ReEngineering the Engineer: Patience Required: Getting Up To Speed Can Be a Slow Process
Our older daughter was an early professional casualty of the pandemic. Although she received her college degree in finance and marketing, she had a passion for event planning. She started working with a local woman shortly after college, part time. She went to full time in October 2019, signed a two-year lease for an apartment in Charlotte, and started her new life on her own.
North Carolina instituted its shutdown on a Thursday. The following Monday, she got a call from her employer, putting her back on limited contract work. Not exactly the way a young person is prepared to start their career, but that’s how life works sometimes.
After the sting faded, she regrouped and decided to revisit her original major. On her own, she started studying for her Securities Industry Essentials (SIE) exam, the precursor to the Series 7 exam. Both are the accounting equivalent of our engineering Fundamentals and Principles and Practice exams. She felt she needed the SIE to make her more marketable, and she was right.
A large financial firm recognized her initiative for taking the SIE on her own, hired her in early December 2020, and now has her on the fast track for taking the Series 7 exam in the next few months. Getting prepared for that exam is challenging.
The company she works for has her in a study class that includes a 350-page study guide. She has her degree to pull from, and my wife has been in the financial markets her entire career. But it’s like drinking from a fire hose. Overhearing their conversation the other night reminded me it’s tough trying to get up to speed in a new career.
Nothing Replaces Experience
Despite having a degree for the related technical knowledge, there’s a whole new world of industry-specific vocabulary and procedures that’s totally foreign to most young professionals: acronyms, procedures, more Codes than they get exposed to in school, technical articles, company-specific ways of doing things, etc.
Yes, they get a lot of the “nuts and bolts” from school, but quite frankly, it’s pretty overwhelming and frustrating for both them and us trying to get over the productivity hump. They feel like every other word they read, they don’t know. I see it in our daughter as well as the young engineers at the office.
There have been plenty of times in each of our careers where we had to learn something new. It may not even be in our chosen line of work. We are engineers by trade, but we need all types of additional skills to be successful: accounting, marketing, people skills, programming, etc.

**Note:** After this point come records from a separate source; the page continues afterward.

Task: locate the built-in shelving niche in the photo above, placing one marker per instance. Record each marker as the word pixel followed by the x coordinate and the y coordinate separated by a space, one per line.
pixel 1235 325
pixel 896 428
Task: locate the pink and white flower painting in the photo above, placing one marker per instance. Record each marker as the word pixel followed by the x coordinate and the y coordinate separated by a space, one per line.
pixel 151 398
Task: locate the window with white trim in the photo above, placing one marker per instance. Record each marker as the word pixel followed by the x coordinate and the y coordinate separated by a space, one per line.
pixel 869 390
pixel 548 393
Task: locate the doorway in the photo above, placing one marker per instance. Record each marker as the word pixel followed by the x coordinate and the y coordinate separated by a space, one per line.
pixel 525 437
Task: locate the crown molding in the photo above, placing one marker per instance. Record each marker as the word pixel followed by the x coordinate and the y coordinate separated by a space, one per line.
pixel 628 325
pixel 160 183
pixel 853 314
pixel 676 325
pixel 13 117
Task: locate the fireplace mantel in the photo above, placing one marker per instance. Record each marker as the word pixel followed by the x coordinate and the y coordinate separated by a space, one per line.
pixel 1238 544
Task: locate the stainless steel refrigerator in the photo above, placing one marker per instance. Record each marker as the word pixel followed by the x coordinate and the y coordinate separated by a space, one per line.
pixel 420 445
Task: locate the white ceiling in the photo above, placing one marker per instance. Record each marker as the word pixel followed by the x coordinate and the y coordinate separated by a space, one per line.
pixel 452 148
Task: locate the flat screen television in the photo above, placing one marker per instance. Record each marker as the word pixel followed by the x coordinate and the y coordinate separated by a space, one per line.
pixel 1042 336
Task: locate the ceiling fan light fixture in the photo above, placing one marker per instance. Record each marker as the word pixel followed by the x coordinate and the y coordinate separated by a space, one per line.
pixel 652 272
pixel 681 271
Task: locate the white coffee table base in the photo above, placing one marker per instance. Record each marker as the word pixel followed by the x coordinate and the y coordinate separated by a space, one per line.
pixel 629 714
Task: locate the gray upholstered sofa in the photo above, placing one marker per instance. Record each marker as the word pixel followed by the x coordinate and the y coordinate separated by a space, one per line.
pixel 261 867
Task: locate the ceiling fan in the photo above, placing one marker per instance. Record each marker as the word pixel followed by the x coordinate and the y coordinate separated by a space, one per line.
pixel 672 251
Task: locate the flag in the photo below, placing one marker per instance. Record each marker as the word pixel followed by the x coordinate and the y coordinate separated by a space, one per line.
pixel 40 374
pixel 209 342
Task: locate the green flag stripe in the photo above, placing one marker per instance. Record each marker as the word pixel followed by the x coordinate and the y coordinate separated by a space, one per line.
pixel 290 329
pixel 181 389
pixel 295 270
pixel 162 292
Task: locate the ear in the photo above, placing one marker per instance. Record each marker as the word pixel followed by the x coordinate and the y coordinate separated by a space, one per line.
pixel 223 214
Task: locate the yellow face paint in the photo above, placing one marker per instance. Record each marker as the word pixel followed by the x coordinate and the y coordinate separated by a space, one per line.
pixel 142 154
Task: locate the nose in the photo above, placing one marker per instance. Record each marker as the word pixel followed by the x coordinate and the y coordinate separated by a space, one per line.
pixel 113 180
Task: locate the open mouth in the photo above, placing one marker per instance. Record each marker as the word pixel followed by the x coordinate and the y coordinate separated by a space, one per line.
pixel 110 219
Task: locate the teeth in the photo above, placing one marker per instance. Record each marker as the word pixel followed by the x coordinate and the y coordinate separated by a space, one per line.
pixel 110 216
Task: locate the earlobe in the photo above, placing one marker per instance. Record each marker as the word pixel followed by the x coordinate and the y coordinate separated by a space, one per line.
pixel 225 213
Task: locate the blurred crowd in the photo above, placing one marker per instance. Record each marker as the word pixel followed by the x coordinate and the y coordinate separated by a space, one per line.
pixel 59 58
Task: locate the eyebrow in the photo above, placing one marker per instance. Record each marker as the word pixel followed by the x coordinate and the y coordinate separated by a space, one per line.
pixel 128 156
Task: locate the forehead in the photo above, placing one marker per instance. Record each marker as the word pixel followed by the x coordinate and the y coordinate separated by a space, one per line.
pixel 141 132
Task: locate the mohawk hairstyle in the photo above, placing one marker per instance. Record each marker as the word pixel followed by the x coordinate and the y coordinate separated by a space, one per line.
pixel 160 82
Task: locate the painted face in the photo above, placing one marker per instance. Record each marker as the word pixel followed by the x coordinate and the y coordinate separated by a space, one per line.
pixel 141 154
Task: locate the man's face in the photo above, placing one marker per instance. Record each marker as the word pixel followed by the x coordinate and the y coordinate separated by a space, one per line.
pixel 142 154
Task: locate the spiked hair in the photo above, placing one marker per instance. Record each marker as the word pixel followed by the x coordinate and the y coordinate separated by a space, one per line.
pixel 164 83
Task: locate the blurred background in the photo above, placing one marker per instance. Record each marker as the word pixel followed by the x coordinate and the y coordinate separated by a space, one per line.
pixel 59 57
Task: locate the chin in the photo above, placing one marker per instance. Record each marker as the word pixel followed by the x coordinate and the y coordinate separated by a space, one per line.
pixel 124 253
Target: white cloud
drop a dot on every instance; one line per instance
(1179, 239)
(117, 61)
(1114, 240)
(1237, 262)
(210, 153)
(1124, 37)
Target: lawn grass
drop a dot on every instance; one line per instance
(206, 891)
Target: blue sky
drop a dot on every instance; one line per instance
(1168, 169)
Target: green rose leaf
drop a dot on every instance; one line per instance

Unfortunately, there isn’t an easy way to get through this learning curve. You just have to grind through it, taking it in little bites the best you can, as fast as you can, despite feeling like you needed to understand it yesterday. Sometimes you can see it coming on the horizon and you have some time to prepare, but most times not.
Advice for Young and Old
For young engineers, taking the initiative to learn something on your own, instead of waiting to be spoon-fed, is a great quality. Any firm would be excited to hire someone with a desire to learn. The mentors in your office should welcome the chance to work with someone who is trying to expand their engineering know-how on their own.
Listen to as many conversations as you can in the office. There’s a lot to learn from the way other engineers think and tackle problems. You can always ask someone to fill in the blanks on pieces of the conversation you don’t understand, but taking the initiative to learn quickly is always appreciated … and noticed.
As for seasoned engineers and mentors, be patient. I’ve found it personally challenging to put myself back in my shoes from 35-plus years ago and try to remember just how much I didn’t know when I graduated and how hard it was to wrap my head around putting a building together. We owe it to our young engineers to put ourselves in their shoes. Heaven knows we can’t afford to scare them off. We have a shortage of engineers as it is.
Our current world is moving quickly. It’s easy to react to all the demands when you have a lot of experience, but it can be really frustrating when you don’t have all the tools. I often see it in our young engineers. They’re anxious to help, want to help, want to contribute and take on more responsibility. But it does take time to reach that point of self-sufficiency. Our job is to help them get there as quickly as we can, with patience.